Keywords: Leber hereditary optic neuropathy; macular ganglion cells; neuro-ophthalmology; optic disc; optic neuritis; retinal nerve fibre layer.

Figure 1

Early Treatment Diabetic Retinopathy Study (ETDRS) grid projected over the segmented macular ganglion cell layer of a healthy individual in spectral-domain optical coherence tomography (SD-OCT). Note the thick doughnut-shaped region of ganglion cells surrounding the fovea. The inner circle ganglion cell layer thickness (GCLTi) value contains the mean thickness (in µm) of the four inner sectors (in: inner nasal; is: inner superior; it: inner temporal; ii: inner inferior). The GCLT distribution per sector over the entire horizontal grid was focused on in the very early post-symptomatic phase, including the sectors on: outer nasal; f: foveal; and ot: outer temporal.

Figure 2

Imaging and visual field of the left eye of a 25-year-old Leber hereditary optic neuropathy (LHON) patient with m.11778G→A mutation during the first year after the onset of symptoms. Analysis of retinal nerve fibre layer (RNFL) and macular ganglion cell layer thickness (GCLT) by spectral-domain optical coherence tomography (SD-OCT, Heidelberg Engineering, Heidelberg, Germany) and Humphrey visual field (30-2, Analyser 3, Zeiss, Jena, Germany) are shown from left to right for three time points. (A) Two weeks after symptom onset, there was subtle swelling of the peripapillary RNFL, but already reduced GCLT in all sectors, particularly in the nasal foveal region. Centrocecal scotoma was present, and the visual acuity was 0.80 log MAR at this time. (B) At four months, the RNFL was partially reduced, especially in the temporal region, but there were hardly any ganglion cells visible in the colour image of the GCLT analysis. Almost complete loss of the central visual field was observed over the months. (C) One year after the onset of symptoms, circular atrophy of the RNFL and further reduction in the GCLT were observed with visual field depression, showing enlarged fenestration in the upper visual field.

Figure 3

(A,C) Development of global retinal nerve fibre layer thickness (RNFL, red dots) and inner ring macular ganglion layer thickness (GCLTi, black triangles) in patients with Leber hereditary optic neuropathy (LHON, (A)) or optic neuritis (idiopathic single isolated ON (SION) and MS-associated ON, (C)).
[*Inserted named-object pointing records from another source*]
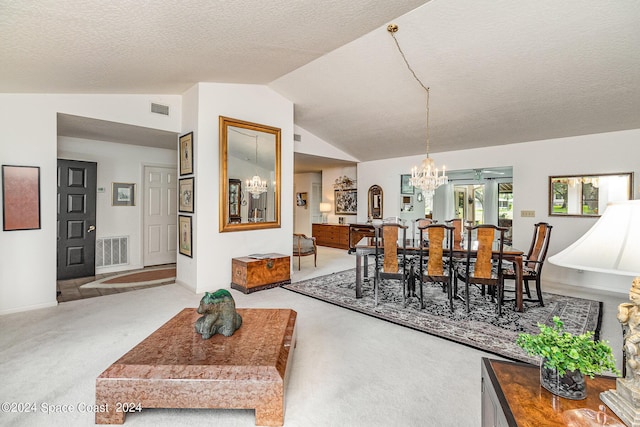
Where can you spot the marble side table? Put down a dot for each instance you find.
(175, 368)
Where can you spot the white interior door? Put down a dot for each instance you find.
(160, 216)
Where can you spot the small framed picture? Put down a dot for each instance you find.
(20, 198)
(186, 195)
(186, 154)
(185, 235)
(346, 202)
(301, 199)
(123, 194)
(405, 185)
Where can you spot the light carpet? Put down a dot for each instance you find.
(481, 328)
(149, 276)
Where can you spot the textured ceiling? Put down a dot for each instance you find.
(499, 71)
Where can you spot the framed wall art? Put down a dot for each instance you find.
(346, 202)
(405, 185)
(123, 194)
(301, 199)
(186, 154)
(186, 195)
(20, 197)
(185, 235)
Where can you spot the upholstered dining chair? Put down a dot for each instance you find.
(456, 223)
(532, 263)
(483, 264)
(438, 268)
(304, 246)
(391, 257)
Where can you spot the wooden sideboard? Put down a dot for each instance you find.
(332, 235)
(512, 396)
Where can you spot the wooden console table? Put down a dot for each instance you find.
(254, 274)
(512, 396)
(175, 368)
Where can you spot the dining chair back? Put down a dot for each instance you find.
(533, 261)
(483, 264)
(456, 223)
(435, 247)
(391, 257)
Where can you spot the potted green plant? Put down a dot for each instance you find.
(567, 358)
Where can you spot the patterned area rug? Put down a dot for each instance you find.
(480, 329)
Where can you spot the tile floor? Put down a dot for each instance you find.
(71, 290)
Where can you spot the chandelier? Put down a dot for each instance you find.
(256, 185)
(426, 177)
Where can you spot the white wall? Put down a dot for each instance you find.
(311, 144)
(533, 163)
(118, 163)
(210, 269)
(28, 122)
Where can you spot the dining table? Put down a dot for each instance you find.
(366, 247)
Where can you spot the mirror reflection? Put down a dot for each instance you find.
(250, 175)
(587, 195)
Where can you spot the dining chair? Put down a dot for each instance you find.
(391, 260)
(436, 250)
(483, 263)
(532, 262)
(420, 222)
(304, 246)
(456, 223)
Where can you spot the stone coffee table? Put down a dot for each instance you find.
(175, 368)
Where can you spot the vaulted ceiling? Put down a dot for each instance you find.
(499, 71)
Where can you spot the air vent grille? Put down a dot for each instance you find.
(112, 251)
(160, 109)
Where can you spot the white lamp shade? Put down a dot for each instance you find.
(325, 207)
(612, 245)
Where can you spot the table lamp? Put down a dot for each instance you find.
(612, 246)
(325, 208)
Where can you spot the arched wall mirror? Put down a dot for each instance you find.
(249, 175)
(375, 202)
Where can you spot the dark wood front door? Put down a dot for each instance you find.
(76, 219)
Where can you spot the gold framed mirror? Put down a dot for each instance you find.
(375, 202)
(249, 175)
(587, 195)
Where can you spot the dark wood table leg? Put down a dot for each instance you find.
(517, 263)
(359, 256)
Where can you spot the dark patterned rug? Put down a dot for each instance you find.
(480, 329)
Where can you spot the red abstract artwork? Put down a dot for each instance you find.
(21, 197)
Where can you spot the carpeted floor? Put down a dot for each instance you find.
(141, 278)
(481, 328)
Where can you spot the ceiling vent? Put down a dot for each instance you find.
(160, 109)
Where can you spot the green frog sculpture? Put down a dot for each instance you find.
(219, 315)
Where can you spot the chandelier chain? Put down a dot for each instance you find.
(415, 76)
(426, 177)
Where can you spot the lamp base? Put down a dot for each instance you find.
(624, 401)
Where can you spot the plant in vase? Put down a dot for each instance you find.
(567, 358)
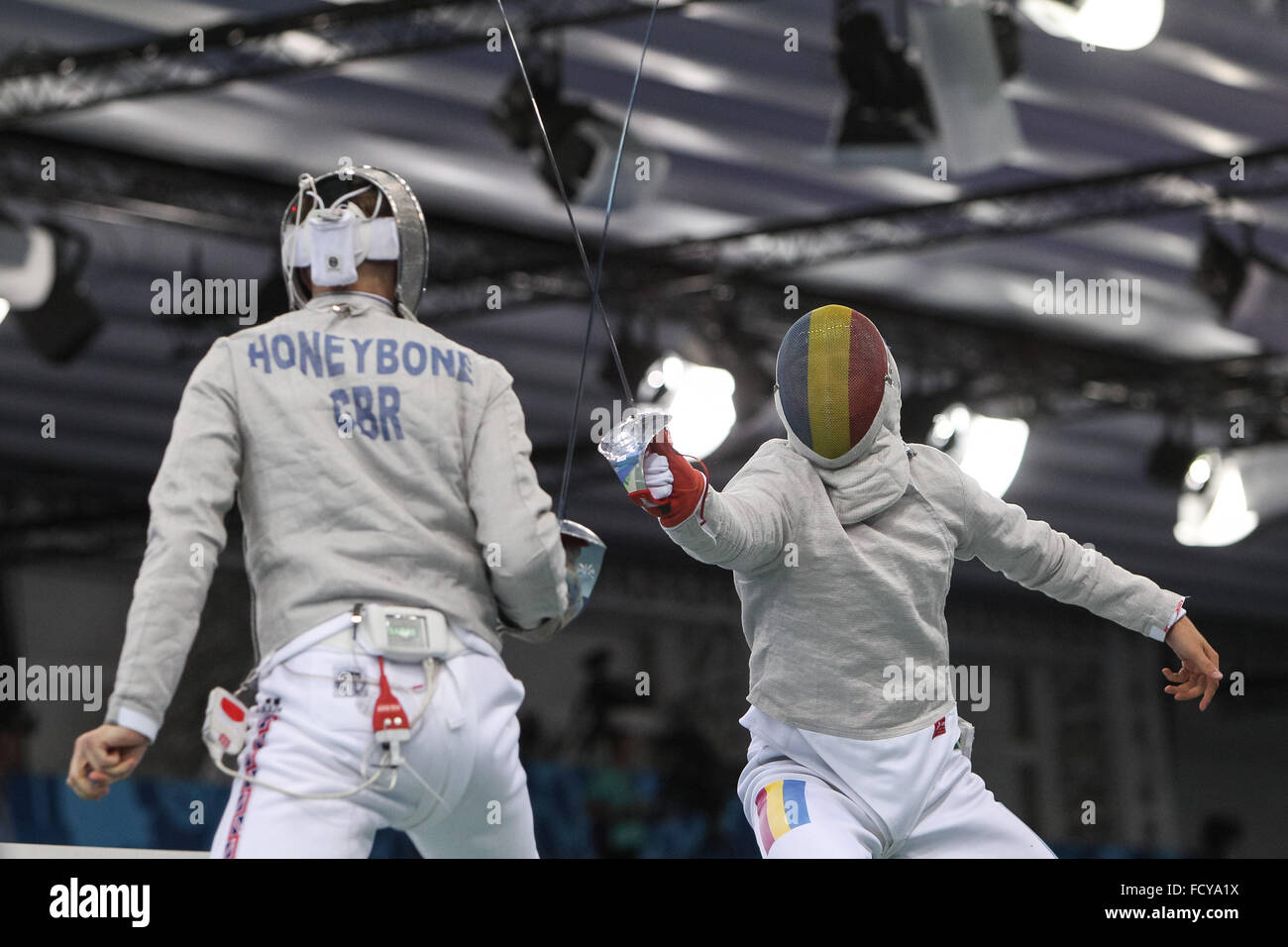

Comparison with healthy subjects (green symbols) was conducted using spectral-domain optical coherence tomography (SD-OCT, Heidelberg Engineering, Heidelberg, Germany). RNFL swelling was observed in LHON patients during the first 90 days after symptom onset. Subsequently, RNFL thickness decreased during the first year. Already in the first 45 days after symptom onset, the GCLTi is significantly reduced compared to healthy subjects (A). Substantial thinning of the RNFL occurs after 91–120 days in ON patients. The GCLTi is less reduced over time compared to LHON but is also noticeable in the very early phase 0–45 days (C). (B,D) The five horizontal GCLT sectors at 0–45 days are shown for four LHON eyes (B) and 13 ON eyes (D) (black triangles) compared to healthy subjects (green triangles). The GCLT is prematurely thinned in all LHON eyes, especially with a large delta to normative values in the inner nasal segment of the ETDRS grid (B). There are variable differences in ON patients compared to healthy controls (D). (A–D) The underlying normative values for the thickness of the global RNFL, the GCLTi, and the five horizontal sectors are taken from the study by Storp et al. based on data from 501 eyes of healthy subjects [18]. Values are presented as the median and interquartile range.

Figure 4

Macular ganglion layer thickness (GCLT) in the nasal, temporal, superior, and inferior inner sectors (from left to right) of the inner ring (1–3 mm diameter) of the Early Treatment Diabetic Retinopathy Study (ETDRS) macular grid in patients with Leber’s hereditary optic neuropathy (LHON), optic neuritis (ON), and healthy controls within the first 45 days after symptom onset. Compared to ON patients, there was a significant reduction in LHON eyes nasally and inferiorly. p value < 0.05 (*); p value <0.01 (**); p value < 0.001 (***); p value <0.0001 (****); not significant (ns).